Porsche quiere contentar a todos: un motor para la era del VE, el extensor de autonomía y el híbrido

Porsche patenta un motor que sirve para VE, autonomía extendida e híbrido D.Novikov

Una nueva patente de Porsche describe un sistema con dos bancadas de cilindros distintas, capaz de funcionar en tres modos: VE puro, extensor de autonomía y propulsión directa con motor de combustión.

Porsche busca una forma de no tener que elegir entre el coche eléctrico, el híbrido y el motor de combustión como extensor de autonomía. Una nueva patente describe un grupo motopropulsor que, en teoría, puede funcionar en tres modos a la vez: rodar solo con electricidad, cargar la batería con el motor térmico como generador o conectar el bloque de gasolina directamente a las ruedas.

El planteamiento es inusual incluso para un híbrido. El motor se divide en dos bancadas de cilindros distintas: una ajustada a la eficiencia, la otra — a la potencia. En conducción relajada, el motor de combustión puede permanecer en silencio y el coche se mueve como un eléctrico. Cuando baja la carga, la mitad «económica» del motor entra en acción y funciona como generador. Si el conductor pide el máximo, se incorpora todo el conjunto, incluida la parte más potente del propulsor.

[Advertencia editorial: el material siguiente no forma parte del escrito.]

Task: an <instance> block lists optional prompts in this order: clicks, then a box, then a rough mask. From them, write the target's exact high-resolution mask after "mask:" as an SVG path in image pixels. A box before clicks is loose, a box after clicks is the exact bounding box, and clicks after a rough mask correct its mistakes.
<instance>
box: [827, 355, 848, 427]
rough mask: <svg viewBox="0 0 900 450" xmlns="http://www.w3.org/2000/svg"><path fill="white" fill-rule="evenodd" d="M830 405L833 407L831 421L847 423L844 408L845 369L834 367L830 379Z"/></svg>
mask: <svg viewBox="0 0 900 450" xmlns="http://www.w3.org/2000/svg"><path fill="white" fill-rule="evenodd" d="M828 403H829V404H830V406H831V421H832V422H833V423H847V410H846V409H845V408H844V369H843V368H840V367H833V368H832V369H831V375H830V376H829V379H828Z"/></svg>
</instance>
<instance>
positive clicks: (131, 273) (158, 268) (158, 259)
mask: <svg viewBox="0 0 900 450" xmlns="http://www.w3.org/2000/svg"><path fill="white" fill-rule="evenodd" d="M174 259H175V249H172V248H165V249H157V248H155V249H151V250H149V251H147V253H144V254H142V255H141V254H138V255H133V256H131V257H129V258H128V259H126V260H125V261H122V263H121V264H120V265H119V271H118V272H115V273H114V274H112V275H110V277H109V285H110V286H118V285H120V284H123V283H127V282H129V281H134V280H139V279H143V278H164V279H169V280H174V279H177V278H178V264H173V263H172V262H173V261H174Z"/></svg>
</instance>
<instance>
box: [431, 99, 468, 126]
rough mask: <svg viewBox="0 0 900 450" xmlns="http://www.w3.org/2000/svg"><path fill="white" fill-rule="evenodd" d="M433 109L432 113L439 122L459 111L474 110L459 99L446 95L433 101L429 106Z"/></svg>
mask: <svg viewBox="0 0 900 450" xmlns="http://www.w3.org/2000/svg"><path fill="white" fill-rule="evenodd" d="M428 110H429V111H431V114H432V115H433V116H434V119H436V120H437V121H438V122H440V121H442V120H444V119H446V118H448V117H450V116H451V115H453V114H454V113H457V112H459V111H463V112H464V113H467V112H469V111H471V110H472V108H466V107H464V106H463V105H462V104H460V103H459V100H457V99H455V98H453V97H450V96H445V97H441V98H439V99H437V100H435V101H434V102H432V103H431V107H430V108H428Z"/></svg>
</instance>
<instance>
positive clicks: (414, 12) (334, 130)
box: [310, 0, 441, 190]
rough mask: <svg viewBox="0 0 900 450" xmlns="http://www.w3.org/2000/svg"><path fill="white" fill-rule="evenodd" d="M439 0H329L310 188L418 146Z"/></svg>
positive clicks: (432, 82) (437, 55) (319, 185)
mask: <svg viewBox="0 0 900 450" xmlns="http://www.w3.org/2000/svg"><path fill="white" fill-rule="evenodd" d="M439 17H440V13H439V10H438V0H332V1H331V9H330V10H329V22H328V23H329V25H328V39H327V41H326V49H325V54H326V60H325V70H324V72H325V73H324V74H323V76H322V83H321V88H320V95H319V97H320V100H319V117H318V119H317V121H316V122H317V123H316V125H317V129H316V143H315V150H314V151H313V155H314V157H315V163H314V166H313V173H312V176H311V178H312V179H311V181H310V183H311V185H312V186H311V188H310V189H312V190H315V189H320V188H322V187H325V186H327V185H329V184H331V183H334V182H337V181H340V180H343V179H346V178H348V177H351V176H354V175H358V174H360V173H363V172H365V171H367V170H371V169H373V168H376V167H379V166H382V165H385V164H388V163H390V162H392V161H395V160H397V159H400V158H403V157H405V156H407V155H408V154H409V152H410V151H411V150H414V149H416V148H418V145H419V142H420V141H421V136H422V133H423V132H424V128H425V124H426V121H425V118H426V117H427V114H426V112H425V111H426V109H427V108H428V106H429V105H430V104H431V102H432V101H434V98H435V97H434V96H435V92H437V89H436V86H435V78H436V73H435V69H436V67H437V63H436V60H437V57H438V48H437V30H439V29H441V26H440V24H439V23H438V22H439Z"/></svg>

No se trata de la típica desactivación de cilindros que ya usan algunos motores modernos. En la patente de Porsche, las dos bancadas son distintas por construcción: la parte eficiente incorpora, por ejemplo, cojinetes cerámicos y un número menor de segmentos de pistón para reducir la fricción. No es, por tanto, un truco de software, sino un sistema mecánicamente complejo con dos caracteres distintos dentro de un solo motor.

La lógica de Porsche se entiende. La electrificación avanza de manera desigual: el Taycan no ha resultado ser el símbolo del futuro sin problemas que se esperaba, el 718 eléctrico va con retraso y la marca claramente no quiere convertir al 911 en un VE puro. La gama ya incluye versiones híbridas del 911, Cayenne y Panamera, además de los eléctricos Taycan, Macan y el próximo Cayenne. Una arquitectura universal daría a la marca más margen según el mercado y las normas de emisiones.

Pero el principal enemigo de la idea es el peso. Para ofrecer una autonomía eléctrica útil hace falta una batería. A eso se suman el motor de combustión, los motores eléctricos, la electrónica de potencia y la refrigeración. Para Porsche es algo especialmente sensible: la marca no vende solo aceleración, sino también dinámica de conducción. Un grupo motopropulsor demasiado pesado puede arruinar precisamente aquello por lo que el cliente paga.

En el mercado, este planteamiento competiría con el enfoque de BMW y Mercedes, que apuestan por híbridos enchufables con mayor autonomía eléctrica, y con los modelos EREV chinos, donde el motor suele funcionar como generador. La diferencia es que Porsche intenta preservar no solo la eficiencia, sino también el vínculo mecánico directo entre el motor térmico y la sensación de conducción.

De momento es solo una patente, no un modelo de producción confirmado. Pero el documento refleja bien el estado de ánimo de la industria: los fabricantes ya no están seguros de que una sola apuesta por la batería cubra todos los escenarios. Porsche, al parecer, está preparando una vía de respaldo — cara, compleja, pero muy en la línea de la marca.